The AEI also expressed regret over the PCRM's boycott with PM Vlad Filat saying the coalition has sought to "establish a civilised dialogue with the opposition Communists, but they refused to contribute to the efforts of the government. I wish I would have had half of the possibilities that the opposition has now, when I was in opposition. Once the president is elected, the political establishment will have to cope with the hardest burden – we should have a united society at the next parliamentary election, without the barricades that the Communists have built now." However, PCRM MP Sergiu Sîrbu said the boycott will continue and that "something serious should happen for us to return to parliament, like the resignation of the president or of the government." He also added that a new law that would suspend salaries to those MPs who are absent from sittings of parliament or of parliamentary commissions without reason would not deter the boycott as "it will be a serious blow, but democracy and the fight for justice [would continue]."

===International===
- European Union – The President of the European Commission José Manuel Barroso also congratulated Timofti on behalf of the EC. President of the European Parliament Martin Schulz congratulated Timofti saying he was "happy that the Moldovan people finally have a president after a two-and-a-half-year long institutional stalemate." The European Parliament's permanent rapporteur on Moldova Sir Graham Watson commented: "The Moldovan Parliament and the new President-elect Nicolae Timofti both deserve our congratulations. A three-year political deadlock has finally been resolved. I welcome the emphasis that President Timofti has already put on European integration."
- Council of Europe – Secretary General Thorbjørn Jagland also congratulated Timofti. President of the Parliamentary Assembly Jean-Claude Mignon issued a statement that read: "I am convinced... all the political parties will show responsibility by accepting the democratic legitimacy of the country’s institutions and hence the legitimacy of a president elected in accordance with its constitutional requirements."
- Georgia – President Mikheil Saakashvili said the election was seen "as a victory for democracy and European values in Moldova."
- Hungary – Prime Minister Viktor Orbán congratulated Timofti over a phone call on 16 March.

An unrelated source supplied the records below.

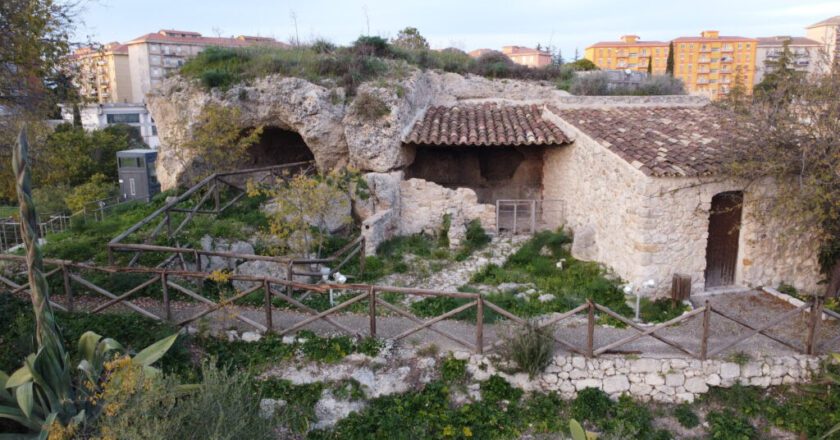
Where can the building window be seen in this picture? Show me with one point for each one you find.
(123, 118)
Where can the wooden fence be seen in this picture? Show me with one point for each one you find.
(172, 282)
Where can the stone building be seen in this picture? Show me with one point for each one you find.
(635, 179)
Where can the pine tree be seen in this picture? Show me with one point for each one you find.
(669, 66)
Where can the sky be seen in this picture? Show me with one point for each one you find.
(467, 25)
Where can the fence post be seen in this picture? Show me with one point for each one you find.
(362, 257)
(704, 342)
(68, 290)
(165, 289)
(590, 333)
(268, 321)
(814, 325)
(372, 310)
(289, 277)
(479, 325)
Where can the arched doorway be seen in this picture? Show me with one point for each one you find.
(277, 147)
(724, 234)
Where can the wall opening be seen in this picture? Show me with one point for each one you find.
(492, 172)
(277, 147)
(724, 233)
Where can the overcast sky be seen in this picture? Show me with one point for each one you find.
(464, 24)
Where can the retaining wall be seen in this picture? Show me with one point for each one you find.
(661, 380)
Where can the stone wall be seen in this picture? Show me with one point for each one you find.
(601, 198)
(770, 251)
(661, 380)
(650, 228)
(423, 205)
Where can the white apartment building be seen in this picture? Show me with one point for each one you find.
(805, 54)
(98, 116)
(152, 57)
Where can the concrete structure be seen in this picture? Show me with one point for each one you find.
(711, 64)
(103, 76)
(527, 56)
(155, 56)
(805, 54)
(98, 116)
(136, 171)
(519, 55)
(629, 53)
(827, 33)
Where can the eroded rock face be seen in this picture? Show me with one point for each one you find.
(294, 104)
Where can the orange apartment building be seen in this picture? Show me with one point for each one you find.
(629, 53)
(709, 64)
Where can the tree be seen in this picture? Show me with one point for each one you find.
(219, 142)
(778, 71)
(557, 58)
(34, 49)
(669, 64)
(410, 39)
(794, 134)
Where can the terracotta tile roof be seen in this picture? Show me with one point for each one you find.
(485, 125)
(642, 43)
(184, 37)
(794, 41)
(660, 141)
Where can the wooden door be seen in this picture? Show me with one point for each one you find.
(724, 231)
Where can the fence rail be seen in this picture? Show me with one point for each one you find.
(172, 282)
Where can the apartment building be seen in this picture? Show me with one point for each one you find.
(152, 57)
(805, 54)
(527, 56)
(827, 33)
(709, 64)
(630, 53)
(102, 75)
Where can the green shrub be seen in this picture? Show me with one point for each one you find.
(686, 416)
(453, 370)
(530, 347)
(299, 412)
(592, 405)
(223, 406)
(729, 425)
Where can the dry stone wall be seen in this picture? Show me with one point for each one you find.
(661, 380)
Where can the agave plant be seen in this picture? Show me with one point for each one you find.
(41, 393)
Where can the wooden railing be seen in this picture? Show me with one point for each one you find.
(173, 282)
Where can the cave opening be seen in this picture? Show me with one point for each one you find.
(278, 146)
(494, 173)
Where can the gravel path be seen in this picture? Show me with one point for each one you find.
(756, 308)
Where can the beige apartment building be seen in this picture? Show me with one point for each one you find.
(827, 34)
(103, 75)
(805, 54)
(153, 57)
(629, 53)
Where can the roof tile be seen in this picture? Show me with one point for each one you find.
(485, 125)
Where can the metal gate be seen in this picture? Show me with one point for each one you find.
(518, 216)
(722, 248)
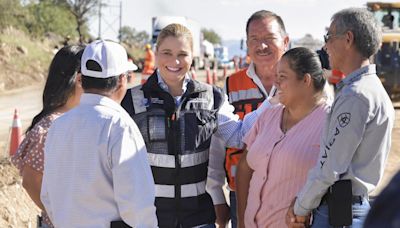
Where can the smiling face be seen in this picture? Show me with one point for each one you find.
(290, 87)
(265, 41)
(335, 48)
(174, 58)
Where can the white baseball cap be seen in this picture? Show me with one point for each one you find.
(132, 66)
(111, 57)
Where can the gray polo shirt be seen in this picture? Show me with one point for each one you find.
(355, 142)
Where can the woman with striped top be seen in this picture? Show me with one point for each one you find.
(284, 142)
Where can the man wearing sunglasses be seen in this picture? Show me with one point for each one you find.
(357, 135)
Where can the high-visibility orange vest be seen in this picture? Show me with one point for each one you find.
(245, 96)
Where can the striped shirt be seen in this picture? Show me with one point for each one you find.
(280, 162)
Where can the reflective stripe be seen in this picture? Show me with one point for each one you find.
(244, 95)
(161, 160)
(17, 123)
(187, 190)
(168, 161)
(189, 160)
(138, 100)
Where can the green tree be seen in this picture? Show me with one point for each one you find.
(211, 35)
(49, 17)
(134, 38)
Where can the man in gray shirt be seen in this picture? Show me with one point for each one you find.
(357, 135)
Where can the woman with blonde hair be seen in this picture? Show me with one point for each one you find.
(177, 117)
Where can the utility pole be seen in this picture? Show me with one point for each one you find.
(99, 35)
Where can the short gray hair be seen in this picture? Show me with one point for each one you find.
(365, 28)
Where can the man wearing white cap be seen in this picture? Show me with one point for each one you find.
(96, 168)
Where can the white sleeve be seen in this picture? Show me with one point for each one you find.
(44, 195)
(216, 171)
(133, 181)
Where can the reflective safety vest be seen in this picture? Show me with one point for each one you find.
(177, 140)
(336, 77)
(245, 96)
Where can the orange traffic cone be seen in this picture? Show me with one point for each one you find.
(193, 72)
(208, 79)
(16, 134)
(225, 72)
(214, 76)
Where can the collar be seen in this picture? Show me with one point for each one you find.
(356, 75)
(96, 99)
(251, 73)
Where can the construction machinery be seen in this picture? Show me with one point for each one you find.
(387, 59)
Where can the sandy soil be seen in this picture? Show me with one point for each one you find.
(16, 208)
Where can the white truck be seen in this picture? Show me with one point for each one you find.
(158, 23)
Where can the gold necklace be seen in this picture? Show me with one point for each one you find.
(284, 121)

- Lithuania – President Dalia Grybauskaitė send a message to Timofti that read: "I would like to assure you that Lithuania remains fully committed to your country's endeavors towards integration into Europe."
- North Korea – Rodong Sinmun reported on 30 March, "Kim Yong Nam, president of the Presidium of the DPRK Supreme People's Assembly, sent a congratulatory message on 27 March to Nikolai Timofti on his election as president of the Moldovan Republic. Kim in the message wished the president success in his work for the prosperity of his country, expressing belief that the bilateral relations would develop favorably".

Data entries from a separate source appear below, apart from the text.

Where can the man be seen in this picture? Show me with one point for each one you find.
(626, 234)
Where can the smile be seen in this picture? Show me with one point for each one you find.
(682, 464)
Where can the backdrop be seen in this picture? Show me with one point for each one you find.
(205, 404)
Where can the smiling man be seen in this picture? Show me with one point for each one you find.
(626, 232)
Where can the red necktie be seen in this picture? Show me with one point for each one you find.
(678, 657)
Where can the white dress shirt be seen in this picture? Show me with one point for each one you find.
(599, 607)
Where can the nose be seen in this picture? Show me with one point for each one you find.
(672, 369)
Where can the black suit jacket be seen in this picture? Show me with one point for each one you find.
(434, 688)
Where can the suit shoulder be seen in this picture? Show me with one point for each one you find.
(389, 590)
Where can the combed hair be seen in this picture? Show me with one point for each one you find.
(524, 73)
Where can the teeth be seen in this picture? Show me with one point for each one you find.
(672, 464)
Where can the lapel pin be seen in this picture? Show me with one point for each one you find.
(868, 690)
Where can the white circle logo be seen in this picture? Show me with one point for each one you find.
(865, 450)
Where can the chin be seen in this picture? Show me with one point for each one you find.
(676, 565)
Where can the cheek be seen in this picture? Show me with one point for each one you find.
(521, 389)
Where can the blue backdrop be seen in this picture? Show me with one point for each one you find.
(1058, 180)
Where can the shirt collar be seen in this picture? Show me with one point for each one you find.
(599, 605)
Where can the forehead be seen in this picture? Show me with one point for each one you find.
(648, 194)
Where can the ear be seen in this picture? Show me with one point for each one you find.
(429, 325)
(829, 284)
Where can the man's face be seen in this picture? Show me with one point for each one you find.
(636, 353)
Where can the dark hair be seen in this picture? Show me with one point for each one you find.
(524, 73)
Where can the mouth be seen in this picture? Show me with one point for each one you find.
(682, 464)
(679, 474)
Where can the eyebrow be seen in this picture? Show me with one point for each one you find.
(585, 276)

- Romania – President Traian Băsescu congratulated Timofti over a phone call on 16 March. The president then congratulated the Chişinău political class for reaching an agreement on the matter. Băsescu also assured Timofti of his full support for continuing the country's internal reform processes and closeness to the EU and invited Timofti to visit Romania.
- Russia – Members of the lower house of parliament, the State Duma, welcomed the election of the president on 16 March. The chairman committee on CIS affairs and relations with compatriots, Leonid Slutsky, said that "Moldova today has finally officially ended a long-term government crisis. Moldova is the world’s only republic which has lived so long without a president."
- Ukraine – President Viktor Yanukovych congratulated Timofti during a phone conversation on 16 March and also invited Timofti to visit Ukraine.